I don’t know whether, with expert tutoring, I could have understood it eventually. It might be just too three-dimensional for the hardware I have in my head, and nothing short of cyberpunk neural augmentation would get me any closer. The same goes for the math I failed in first-year university (probability and linear equations). For that matter, I’ve looked at the courses in the continuing education catalog, and it seems like I wouldn’t be able to graduate high school today, since even junior high school math is more complicated than I can understand. I was able to fudge my way through grade nine, ten, and eleven math, making educated guesses at the answers when it came to subjects like matrices, which is surprising, since one of the selling points of math to mathy types is that there’s only one answer and you can’t get it by fudging.
If I had my life to do over again, I would destroy the idea that I was smart and that therefore I should be smart in every subject, which held me back in childhood because it made me not ask for help or just stop altogether and refuse to go further until I understood, even at the risk of failing. I’d know that I just suck at some things—in fact, most things—and would make the system teach them to me, or declare me a failure so at least I would know where I stood. Then maybe someday I could qualify for some kind of disability. The system would say “We realize that you suffer from a form of retardation where you can’t handle anything requiring systematizing intelligence above a certain level, and we will find a way to academically stream you so that you end up in a good middle-class job that doesn’t require it.”

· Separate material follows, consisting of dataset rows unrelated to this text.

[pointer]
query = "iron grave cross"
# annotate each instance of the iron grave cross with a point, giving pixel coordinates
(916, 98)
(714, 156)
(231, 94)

When someone’s explaining something to you and they say “Does that make sense?” it’s very hard to say “No,” even more so when you’re a child, and even more so when you’re a gifted child and have self-esteem invested in being above average. Not only that, but when my dad was explaining something and asked if I understood and I said no, he’d ask “What don’t you understand about it?” and I wouldn’t have an answer, since I didn’t understand it enough to understand what about it I didn’t understand. So that made me more likely to push the problem under the rug.
It took me until I entered the workforce before I figured out how to say “No” when I didn’t understand something. I try to keep that in mind when teaching and a person says they understand but it seems like they don’t.
I’m potentially at a breaking point with the comedy course. I understand the principles, but I’m not sure I have the mental hardware to use them all at once. I can be witty but that’s not the same thing. I probably just need to write tens of thousands of more jokes. Wax on, wax off.
I guess both of us need to learn how to apply rules one at a time without needing to keep track of the big picture in order to understand things. I think, with the comedy class, you are better off trying to learn things organically instead of academically. Give yourself permission to take what you can use from class and forget the rest.
The important thing is that you are a very funny person and just need to learn enough to turn that into standup comedy. Write the joke and then make it as funny as you can according to your own tastes. If you get stuck, look up the rules.